Dr John Borrie was serving as a doctor with the New Zealand army in Greece when he was captured by the Germans, and ended up at Lamsdorf. He wrote a book called Despite Captivity – a Doctor’s Life as Prisoner of War. It is possible to get copies second-hand, but they are very expensive (around £80 or more).

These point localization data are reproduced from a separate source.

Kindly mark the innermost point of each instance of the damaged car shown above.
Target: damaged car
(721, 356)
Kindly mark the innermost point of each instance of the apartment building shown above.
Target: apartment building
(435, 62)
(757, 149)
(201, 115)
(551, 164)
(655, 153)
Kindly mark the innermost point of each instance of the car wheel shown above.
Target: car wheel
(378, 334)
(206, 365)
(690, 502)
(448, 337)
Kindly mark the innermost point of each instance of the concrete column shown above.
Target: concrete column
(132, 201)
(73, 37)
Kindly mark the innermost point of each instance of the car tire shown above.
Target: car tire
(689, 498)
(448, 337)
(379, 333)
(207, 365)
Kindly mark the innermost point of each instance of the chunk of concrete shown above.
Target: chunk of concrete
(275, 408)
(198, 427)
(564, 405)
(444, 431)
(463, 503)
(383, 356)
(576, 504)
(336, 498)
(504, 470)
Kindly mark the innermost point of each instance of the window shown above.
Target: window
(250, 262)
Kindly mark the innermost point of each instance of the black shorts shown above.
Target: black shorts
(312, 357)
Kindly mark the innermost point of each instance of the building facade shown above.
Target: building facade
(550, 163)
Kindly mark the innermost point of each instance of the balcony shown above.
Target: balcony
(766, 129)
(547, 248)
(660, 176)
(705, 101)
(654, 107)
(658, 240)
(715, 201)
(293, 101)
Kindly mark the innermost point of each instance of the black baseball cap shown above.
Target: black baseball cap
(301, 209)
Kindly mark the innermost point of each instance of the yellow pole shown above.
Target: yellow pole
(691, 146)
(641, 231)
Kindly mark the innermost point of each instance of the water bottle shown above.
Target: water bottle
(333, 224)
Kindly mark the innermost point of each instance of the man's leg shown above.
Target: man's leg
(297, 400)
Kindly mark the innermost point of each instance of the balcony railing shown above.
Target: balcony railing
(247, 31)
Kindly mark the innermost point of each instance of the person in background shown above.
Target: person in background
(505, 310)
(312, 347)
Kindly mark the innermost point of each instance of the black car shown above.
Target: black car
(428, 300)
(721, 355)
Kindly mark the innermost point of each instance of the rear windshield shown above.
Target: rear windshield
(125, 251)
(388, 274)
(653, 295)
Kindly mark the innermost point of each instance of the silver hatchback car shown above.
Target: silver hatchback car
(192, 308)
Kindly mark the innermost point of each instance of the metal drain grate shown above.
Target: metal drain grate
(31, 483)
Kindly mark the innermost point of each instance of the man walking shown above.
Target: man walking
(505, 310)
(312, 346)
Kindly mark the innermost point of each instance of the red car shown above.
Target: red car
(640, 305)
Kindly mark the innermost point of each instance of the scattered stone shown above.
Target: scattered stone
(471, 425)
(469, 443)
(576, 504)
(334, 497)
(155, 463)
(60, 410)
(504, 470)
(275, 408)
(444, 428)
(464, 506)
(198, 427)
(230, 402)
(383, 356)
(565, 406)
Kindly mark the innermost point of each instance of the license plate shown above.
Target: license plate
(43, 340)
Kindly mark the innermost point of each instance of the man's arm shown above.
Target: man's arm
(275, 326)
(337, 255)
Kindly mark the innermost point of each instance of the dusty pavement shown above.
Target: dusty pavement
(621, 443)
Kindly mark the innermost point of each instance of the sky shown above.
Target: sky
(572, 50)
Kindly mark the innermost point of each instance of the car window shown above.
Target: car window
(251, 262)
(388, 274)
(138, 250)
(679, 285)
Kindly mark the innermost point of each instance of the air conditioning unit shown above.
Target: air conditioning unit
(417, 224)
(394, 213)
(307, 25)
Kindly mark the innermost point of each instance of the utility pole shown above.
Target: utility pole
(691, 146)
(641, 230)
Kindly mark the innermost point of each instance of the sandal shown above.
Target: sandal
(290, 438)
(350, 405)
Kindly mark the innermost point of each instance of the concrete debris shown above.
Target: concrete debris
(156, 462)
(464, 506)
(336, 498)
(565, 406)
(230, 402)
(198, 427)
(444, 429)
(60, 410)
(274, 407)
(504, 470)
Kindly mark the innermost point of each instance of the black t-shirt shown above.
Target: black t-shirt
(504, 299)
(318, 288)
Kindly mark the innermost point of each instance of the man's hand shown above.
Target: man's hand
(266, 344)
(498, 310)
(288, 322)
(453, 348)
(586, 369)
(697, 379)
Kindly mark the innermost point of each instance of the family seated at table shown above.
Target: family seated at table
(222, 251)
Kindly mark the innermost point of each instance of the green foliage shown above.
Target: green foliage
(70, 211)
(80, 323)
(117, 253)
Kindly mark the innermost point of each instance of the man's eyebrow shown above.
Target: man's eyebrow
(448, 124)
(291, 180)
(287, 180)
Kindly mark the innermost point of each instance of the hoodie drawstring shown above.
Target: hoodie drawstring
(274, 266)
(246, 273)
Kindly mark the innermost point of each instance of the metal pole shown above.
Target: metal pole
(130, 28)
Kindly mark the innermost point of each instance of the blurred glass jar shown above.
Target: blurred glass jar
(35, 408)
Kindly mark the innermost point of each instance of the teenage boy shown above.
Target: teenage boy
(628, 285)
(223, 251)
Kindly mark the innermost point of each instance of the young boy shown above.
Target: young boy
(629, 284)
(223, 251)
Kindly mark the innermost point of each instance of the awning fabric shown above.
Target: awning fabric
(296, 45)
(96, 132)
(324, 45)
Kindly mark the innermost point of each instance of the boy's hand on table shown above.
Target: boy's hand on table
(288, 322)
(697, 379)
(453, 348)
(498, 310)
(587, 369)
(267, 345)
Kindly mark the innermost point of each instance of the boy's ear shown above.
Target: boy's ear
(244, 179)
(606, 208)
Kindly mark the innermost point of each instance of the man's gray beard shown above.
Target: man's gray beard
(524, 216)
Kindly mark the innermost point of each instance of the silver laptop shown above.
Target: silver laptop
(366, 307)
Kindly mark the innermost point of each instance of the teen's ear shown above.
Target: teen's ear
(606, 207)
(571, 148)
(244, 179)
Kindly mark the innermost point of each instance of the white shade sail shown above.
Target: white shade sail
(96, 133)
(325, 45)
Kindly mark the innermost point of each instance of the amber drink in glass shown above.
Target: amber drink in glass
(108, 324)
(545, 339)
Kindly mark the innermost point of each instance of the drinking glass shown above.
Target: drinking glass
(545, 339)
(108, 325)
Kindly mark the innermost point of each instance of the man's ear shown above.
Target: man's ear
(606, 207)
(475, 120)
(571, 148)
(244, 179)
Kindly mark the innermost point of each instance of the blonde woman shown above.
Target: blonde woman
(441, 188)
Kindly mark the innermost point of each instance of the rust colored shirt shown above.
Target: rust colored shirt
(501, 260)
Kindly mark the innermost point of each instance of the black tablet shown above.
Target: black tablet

Other New Zealand doctors there included Captain Stevenson-Wright Captain Foreman and Major S. G. de Clive Lowe.

Dental Treatment

Fortunately for the prisoners of war there were dentists among their number in captivity, and many hospitals had a dentist attached. In captivity there was considerable deterioration of teeth due probably to, first, lack of regular maintenance work, and, second, to a high carbohydrate diet. The volume of work offering was beyond the capacity of the few dentists available. From the point of view of the prisoners it was a blessing that the New Zealand Mobile Dental Unit was captured in Greece, as its officers did magnificent work throughout the length and breadth of Germany, and their training and efficiency was found to be of a much higher standard than that of dentists of other nationalities.